Poor little guy......he's having a rough start to his new life huh? I really don't know what other advice you'll get, but I personally would keep the bird inside and if it stops raining, put him back out. It's obvious the parents are still coming to feed so as long as it's not away from it's "spot" too long, I would think everything would be ok. Lots of birds sit in the rain every day, adults and babies and that's just part of their life. For me, it's a tough call......Darn it..........maybe I better go get someone to have a look here and give better advice. Hold on........


----------



## OutlandishLady (Jun 7, 2008)

Well when I went back to the bathroom he was talking a bit and sooo much drier (and no violent shivering) so I put him back out. Ran an errand with DS and when we came home the parents (I guess) were right above him in the tree. So... hopefully everything is OK. 
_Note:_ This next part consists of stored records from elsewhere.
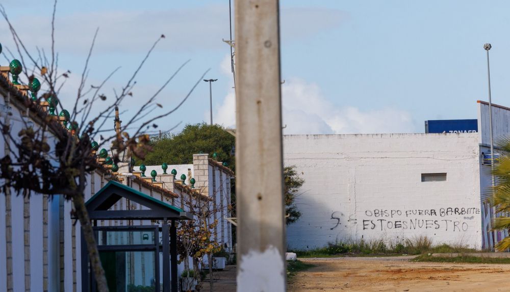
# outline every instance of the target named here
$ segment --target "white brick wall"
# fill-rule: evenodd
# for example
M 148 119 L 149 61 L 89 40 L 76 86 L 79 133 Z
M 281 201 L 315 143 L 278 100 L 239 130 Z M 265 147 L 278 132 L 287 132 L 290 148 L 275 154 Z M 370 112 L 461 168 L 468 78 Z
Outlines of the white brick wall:
M 305 181 L 297 201 L 302 216 L 288 226 L 290 248 L 420 235 L 481 248 L 477 133 L 283 140 L 285 165 Z M 446 172 L 447 181 L 421 182 L 421 173 L 434 172 Z M 447 208 L 461 214 L 442 213 Z M 462 214 L 468 209 L 473 214 Z

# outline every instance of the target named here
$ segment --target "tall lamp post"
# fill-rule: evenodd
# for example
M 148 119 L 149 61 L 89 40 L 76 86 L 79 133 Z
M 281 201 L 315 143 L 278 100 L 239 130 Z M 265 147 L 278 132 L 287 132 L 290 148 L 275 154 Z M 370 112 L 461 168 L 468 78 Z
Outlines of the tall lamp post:
M 203 79 L 203 81 L 209 82 L 209 101 L 211 103 L 211 125 L 213 125 L 213 90 L 211 85 L 212 82 L 216 81 L 217 79 Z
M 487 52 L 487 80 L 489 84 L 489 137 L 491 142 L 491 170 L 493 173 L 491 174 L 492 180 L 492 186 L 496 186 L 496 181 L 494 180 L 493 171 L 494 170 L 494 139 L 492 135 L 492 100 L 491 99 L 491 70 L 489 62 L 489 51 L 492 46 L 491 44 L 487 43 L 483 45 L 483 48 Z M 496 218 L 496 208 L 493 208 L 492 210 L 493 218 Z M 493 243 L 495 249 L 496 243 L 498 240 L 497 231 L 494 230 L 493 233 Z

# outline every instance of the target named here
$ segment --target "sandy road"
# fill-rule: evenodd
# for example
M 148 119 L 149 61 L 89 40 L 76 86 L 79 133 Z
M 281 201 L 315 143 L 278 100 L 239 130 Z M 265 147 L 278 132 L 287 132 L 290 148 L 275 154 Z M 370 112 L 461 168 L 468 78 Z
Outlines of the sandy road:
M 412 257 L 300 260 L 317 267 L 298 273 L 288 291 L 510 291 L 510 265 L 414 262 Z

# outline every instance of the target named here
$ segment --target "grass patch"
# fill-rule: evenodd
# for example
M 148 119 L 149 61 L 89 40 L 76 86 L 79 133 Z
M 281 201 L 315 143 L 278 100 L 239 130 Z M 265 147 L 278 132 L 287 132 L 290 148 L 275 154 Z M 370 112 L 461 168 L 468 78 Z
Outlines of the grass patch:
M 287 278 L 292 278 L 296 275 L 298 272 L 305 271 L 311 268 L 315 267 L 315 265 L 304 262 L 300 260 L 288 260 L 287 261 Z
M 416 237 L 404 241 L 391 242 L 384 240 L 361 240 L 356 242 L 329 243 L 323 247 L 305 250 L 289 251 L 298 257 L 332 257 L 342 256 L 368 256 L 418 255 L 440 252 L 473 252 L 474 249 L 462 244 L 443 244 L 432 246 L 426 236 Z
M 470 264 L 510 264 L 510 258 L 481 257 L 471 256 L 461 256 L 454 257 L 434 257 L 427 254 L 419 255 L 413 261 L 432 261 L 435 262 L 466 262 Z

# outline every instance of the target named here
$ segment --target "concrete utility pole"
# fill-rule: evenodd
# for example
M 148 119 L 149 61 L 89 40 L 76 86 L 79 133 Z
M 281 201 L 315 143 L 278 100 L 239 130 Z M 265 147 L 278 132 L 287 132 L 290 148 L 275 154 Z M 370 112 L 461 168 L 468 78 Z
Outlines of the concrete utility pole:
M 489 50 L 491 49 L 492 46 L 491 44 L 485 44 L 483 45 L 483 48 L 487 52 L 487 79 L 489 82 L 489 138 L 490 139 L 491 143 L 491 171 L 494 171 L 494 139 L 492 135 L 492 101 L 491 99 L 491 68 L 489 66 Z M 492 179 L 492 186 L 494 187 L 496 186 L 496 180 L 494 179 L 494 175 L 491 174 L 491 177 Z M 496 208 L 492 208 L 492 218 L 493 219 L 496 218 Z M 491 223 L 492 224 L 492 223 Z M 491 226 L 492 227 L 492 226 Z M 494 230 L 493 231 L 493 237 L 494 246 L 493 248 L 495 250 L 496 244 L 497 243 L 498 241 L 498 233 L 497 231 Z
M 209 101 L 211 104 L 211 125 L 213 125 L 213 87 L 211 84 L 217 79 L 205 79 L 203 81 L 209 82 Z
M 235 2 L 237 291 L 286 289 L 278 0 Z

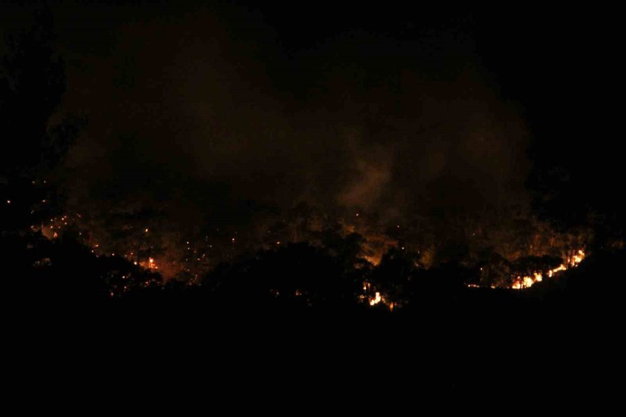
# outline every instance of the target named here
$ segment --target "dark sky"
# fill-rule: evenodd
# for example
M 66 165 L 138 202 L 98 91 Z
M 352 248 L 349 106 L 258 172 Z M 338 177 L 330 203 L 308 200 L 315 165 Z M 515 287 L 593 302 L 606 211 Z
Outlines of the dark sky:
M 531 140 L 572 115 L 579 12 L 282 3 L 53 3 L 62 110 L 89 122 L 70 195 L 225 222 L 526 201 Z

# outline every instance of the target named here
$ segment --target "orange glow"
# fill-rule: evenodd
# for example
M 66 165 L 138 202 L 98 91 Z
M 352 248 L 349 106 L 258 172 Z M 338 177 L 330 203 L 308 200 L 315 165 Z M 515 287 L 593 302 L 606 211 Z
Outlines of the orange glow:
M 564 271 L 570 268 L 576 268 L 584 259 L 584 251 L 582 250 L 577 250 L 573 256 L 568 257 L 564 263 L 561 263 L 556 268 L 549 270 L 546 272 L 546 275 L 549 278 L 552 278 L 558 272 Z M 521 290 L 530 288 L 536 282 L 541 282 L 542 281 L 543 281 L 543 274 L 536 272 L 533 273 L 531 277 L 516 277 L 511 288 L 514 290 Z

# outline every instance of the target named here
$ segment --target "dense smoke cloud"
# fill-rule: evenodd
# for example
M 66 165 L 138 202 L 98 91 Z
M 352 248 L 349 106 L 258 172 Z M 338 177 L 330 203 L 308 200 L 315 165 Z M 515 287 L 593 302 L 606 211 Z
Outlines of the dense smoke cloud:
M 89 121 L 70 195 L 214 222 L 299 201 L 410 217 L 524 200 L 524 121 L 462 33 L 347 32 L 294 53 L 227 15 L 101 23 L 86 58 L 62 38 L 64 109 Z

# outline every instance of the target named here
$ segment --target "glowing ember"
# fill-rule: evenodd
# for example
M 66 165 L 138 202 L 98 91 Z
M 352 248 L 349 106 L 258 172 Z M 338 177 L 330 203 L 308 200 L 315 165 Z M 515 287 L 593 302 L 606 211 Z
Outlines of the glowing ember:
M 559 271 L 564 271 L 570 268 L 576 268 L 578 264 L 582 262 L 585 259 L 585 252 L 582 250 L 576 252 L 575 254 L 569 257 L 564 263 L 561 263 L 556 268 L 547 271 L 547 275 L 549 278 Z M 543 280 L 543 274 L 542 272 L 534 272 L 532 277 L 520 277 L 517 276 L 513 280 L 511 288 L 514 290 L 521 290 L 533 286 L 536 282 L 541 282 Z
M 383 297 L 380 296 L 380 293 L 376 291 L 376 297 L 369 300 L 369 305 L 375 306 L 381 301 L 383 301 Z

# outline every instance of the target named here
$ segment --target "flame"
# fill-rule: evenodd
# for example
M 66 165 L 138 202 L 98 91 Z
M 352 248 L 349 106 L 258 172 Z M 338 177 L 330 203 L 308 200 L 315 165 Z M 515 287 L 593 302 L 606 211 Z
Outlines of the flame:
M 565 263 L 561 263 L 555 268 L 548 270 L 546 272 L 546 275 L 549 278 L 552 278 L 556 272 L 564 271 L 568 268 L 576 268 L 584 259 L 584 251 L 583 250 L 579 250 L 573 256 L 568 257 Z M 521 290 L 522 288 L 530 288 L 535 283 L 541 282 L 542 281 L 543 281 L 543 274 L 542 272 L 533 272 L 531 277 L 520 277 L 518 275 L 515 277 L 511 288 L 514 290 Z

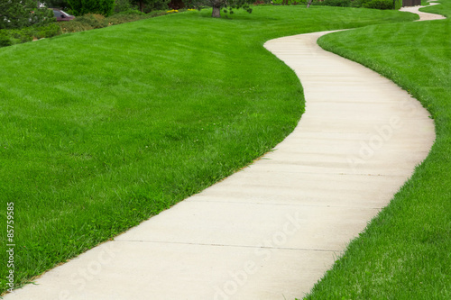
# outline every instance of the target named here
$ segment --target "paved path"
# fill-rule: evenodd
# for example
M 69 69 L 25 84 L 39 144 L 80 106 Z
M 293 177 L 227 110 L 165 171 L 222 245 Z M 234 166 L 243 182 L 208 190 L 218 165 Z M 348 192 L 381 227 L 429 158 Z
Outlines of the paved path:
M 325 33 L 265 44 L 296 71 L 307 101 L 275 151 L 5 299 L 302 297 L 435 138 L 418 101 L 322 50 Z

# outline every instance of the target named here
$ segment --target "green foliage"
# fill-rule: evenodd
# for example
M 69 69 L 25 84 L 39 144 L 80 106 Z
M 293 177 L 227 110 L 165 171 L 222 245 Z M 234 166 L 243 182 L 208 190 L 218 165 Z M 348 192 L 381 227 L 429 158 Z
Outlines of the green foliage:
M 16 284 L 206 188 L 290 132 L 302 87 L 264 41 L 413 20 L 335 7 L 255 13 L 221 22 L 208 10 L 174 14 L 0 50 L 0 195 L 18 208 Z
M 351 0 L 324 0 L 323 5 L 326 6 L 349 7 Z
M 305 5 L 307 0 L 273 0 L 272 4 L 277 5 Z
M 393 9 L 393 1 L 391 0 L 370 0 L 364 2 L 362 7 L 375 9 Z
M 170 0 L 131 0 L 131 3 L 143 13 L 168 9 Z
M 60 33 L 61 29 L 56 23 L 22 29 L 2 29 L 0 30 L 0 47 L 32 41 L 33 39 L 51 38 Z
M 115 9 L 115 0 L 68 0 L 74 15 L 99 14 L 111 15 Z
M 75 20 L 70 22 L 60 22 L 59 25 L 63 33 L 70 33 L 149 19 L 165 14 L 165 11 L 153 11 L 150 14 L 143 14 L 137 10 L 122 12 L 109 17 L 104 17 L 101 14 L 87 14 L 76 17 Z
M 198 9 L 205 6 L 212 7 L 212 16 L 219 18 L 221 10 L 232 14 L 235 9 L 242 8 L 251 14 L 253 11 L 251 5 L 253 2 L 254 0 L 193 0 L 192 4 Z
M 65 10 L 69 8 L 69 0 L 46 0 L 45 5 L 47 7 L 60 8 Z
M 0 29 L 45 25 L 55 20 L 47 8 L 38 8 L 35 0 L 2 0 L 0 2 Z
M 115 0 L 115 13 L 123 13 L 131 10 L 137 10 L 138 6 L 132 4 L 131 0 Z

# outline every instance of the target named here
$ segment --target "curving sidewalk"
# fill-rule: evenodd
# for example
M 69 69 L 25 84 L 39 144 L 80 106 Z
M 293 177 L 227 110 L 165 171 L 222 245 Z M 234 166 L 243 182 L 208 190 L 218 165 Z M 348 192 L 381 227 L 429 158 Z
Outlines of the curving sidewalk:
M 306 113 L 276 150 L 5 299 L 293 299 L 428 155 L 418 101 L 327 52 L 316 32 L 265 47 L 304 86 Z

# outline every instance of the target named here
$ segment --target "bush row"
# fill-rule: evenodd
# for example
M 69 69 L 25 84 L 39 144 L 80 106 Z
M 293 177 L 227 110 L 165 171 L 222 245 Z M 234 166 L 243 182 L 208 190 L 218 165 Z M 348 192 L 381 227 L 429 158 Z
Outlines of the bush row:
M 148 19 L 166 14 L 166 11 L 153 11 L 143 14 L 137 10 L 122 12 L 109 17 L 102 14 L 87 14 L 76 17 L 69 22 L 53 23 L 41 27 L 25 27 L 23 29 L 0 30 L 0 47 L 32 41 L 42 38 L 51 38 L 61 33 L 78 32 L 91 29 L 117 25 L 124 23 Z
M 60 23 L 60 26 L 63 33 L 78 32 L 148 19 L 165 14 L 166 11 L 153 11 L 149 14 L 143 14 L 137 10 L 122 12 L 109 17 L 105 17 L 102 14 L 87 14 L 83 16 L 76 17 L 69 22 L 61 22 Z
M 61 33 L 61 29 L 57 23 L 45 26 L 31 26 L 22 29 L 1 29 L 0 47 L 11 46 L 22 42 L 31 41 L 43 38 L 51 38 Z
M 307 0 L 272 0 L 272 3 L 281 5 L 306 5 Z M 400 9 L 401 5 L 402 0 L 395 0 L 395 9 Z M 393 0 L 315 0 L 312 5 L 393 9 Z

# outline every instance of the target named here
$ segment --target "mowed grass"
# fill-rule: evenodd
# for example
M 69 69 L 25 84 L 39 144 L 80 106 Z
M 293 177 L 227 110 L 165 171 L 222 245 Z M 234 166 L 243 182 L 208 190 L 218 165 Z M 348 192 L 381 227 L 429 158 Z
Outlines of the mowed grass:
M 15 283 L 232 174 L 303 112 L 263 49 L 295 33 L 412 21 L 392 11 L 255 7 L 161 16 L 0 49 L 2 220 L 14 204 Z M 5 221 L 0 224 L 5 232 Z M 6 234 L 0 235 L 5 245 Z M 7 261 L 5 251 L 0 260 Z M 0 272 L 6 288 L 5 263 Z
M 424 9 L 451 15 L 451 3 Z M 329 34 L 327 50 L 392 79 L 436 123 L 429 156 L 308 299 L 451 299 L 451 22 Z

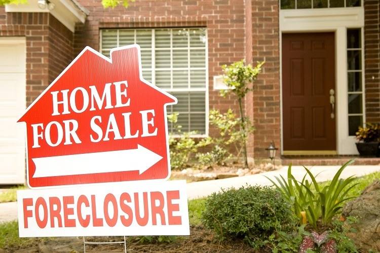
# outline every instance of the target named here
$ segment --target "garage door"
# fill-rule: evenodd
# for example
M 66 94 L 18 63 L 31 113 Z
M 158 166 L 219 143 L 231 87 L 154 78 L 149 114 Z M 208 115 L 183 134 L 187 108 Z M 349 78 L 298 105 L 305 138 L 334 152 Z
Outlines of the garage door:
M 25 181 L 25 42 L 0 38 L 0 185 Z

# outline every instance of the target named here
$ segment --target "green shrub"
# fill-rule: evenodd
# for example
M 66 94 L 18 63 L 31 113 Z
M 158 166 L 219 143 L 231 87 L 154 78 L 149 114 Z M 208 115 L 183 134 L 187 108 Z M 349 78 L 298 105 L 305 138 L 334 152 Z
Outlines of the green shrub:
M 206 200 L 202 221 L 221 238 L 244 238 L 251 245 L 294 225 L 289 202 L 277 190 L 247 186 L 222 190 Z
M 173 124 L 173 133 L 169 138 L 170 151 L 170 166 L 173 170 L 182 170 L 188 166 L 189 160 L 193 154 L 197 152 L 198 148 L 210 145 L 212 140 L 207 137 L 196 142 L 191 135 L 197 134 L 195 131 L 182 132 L 182 126 L 177 123 L 178 113 L 168 115 L 168 121 Z M 178 135 L 179 137 L 176 137 Z
M 210 124 L 219 131 L 219 136 L 213 139 L 215 146 L 223 148 L 226 151 L 230 147 L 234 149 L 236 159 L 239 160 L 243 151 L 247 137 L 253 133 L 254 127 L 248 119 L 242 122 L 241 118 L 237 116 L 231 109 L 224 113 L 217 110 L 210 111 Z M 244 125 L 245 132 L 241 126 Z
M 229 93 L 235 94 L 238 98 L 239 111 L 240 112 L 240 131 L 243 137 L 243 152 L 244 157 L 244 165 L 248 167 L 248 156 L 247 155 L 247 139 L 249 134 L 249 129 L 247 128 L 246 122 L 250 120 L 249 118 L 244 116 L 243 110 L 243 101 L 246 95 L 253 91 L 252 82 L 254 81 L 261 71 L 261 66 L 264 62 L 257 62 L 255 66 L 251 64 L 245 65 L 244 60 L 234 62 L 231 65 L 222 66 L 223 69 L 223 82 L 230 89 L 221 91 L 222 96 L 225 96 Z
M 212 167 L 215 164 L 225 165 L 226 160 L 231 156 L 228 150 L 217 145 L 214 146 L 210 152 L 198 153 L 196 155 L 199 164 L 202 167 Z

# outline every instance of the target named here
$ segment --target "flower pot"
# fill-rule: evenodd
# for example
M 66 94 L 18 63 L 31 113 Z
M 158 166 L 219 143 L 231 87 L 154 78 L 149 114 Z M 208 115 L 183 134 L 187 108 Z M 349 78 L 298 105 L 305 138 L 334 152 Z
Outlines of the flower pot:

What an ordeal for the little one  I find myself peeking out there all the time to check.


----------



## Lovebirds (Sep 6, 2002)

I see you didn't get any other responses.......I sent a PM to a member that appeared to be on line, but just because their little green light is on doesn't mean they are at the computer. You did the right thing. There's really no reason to think that the parents aren't or won't continue to care for this little guy. They know what they're doing.............but I know how you feel. Sometimes we have to keep ourselves in check and let nature do what nature knows how to do best. Nothing wrong with keeping an eye on things though. Bad things happen in nature, but if we're in a position to keep it from happening, I see no harm. You're doing terrific.


----------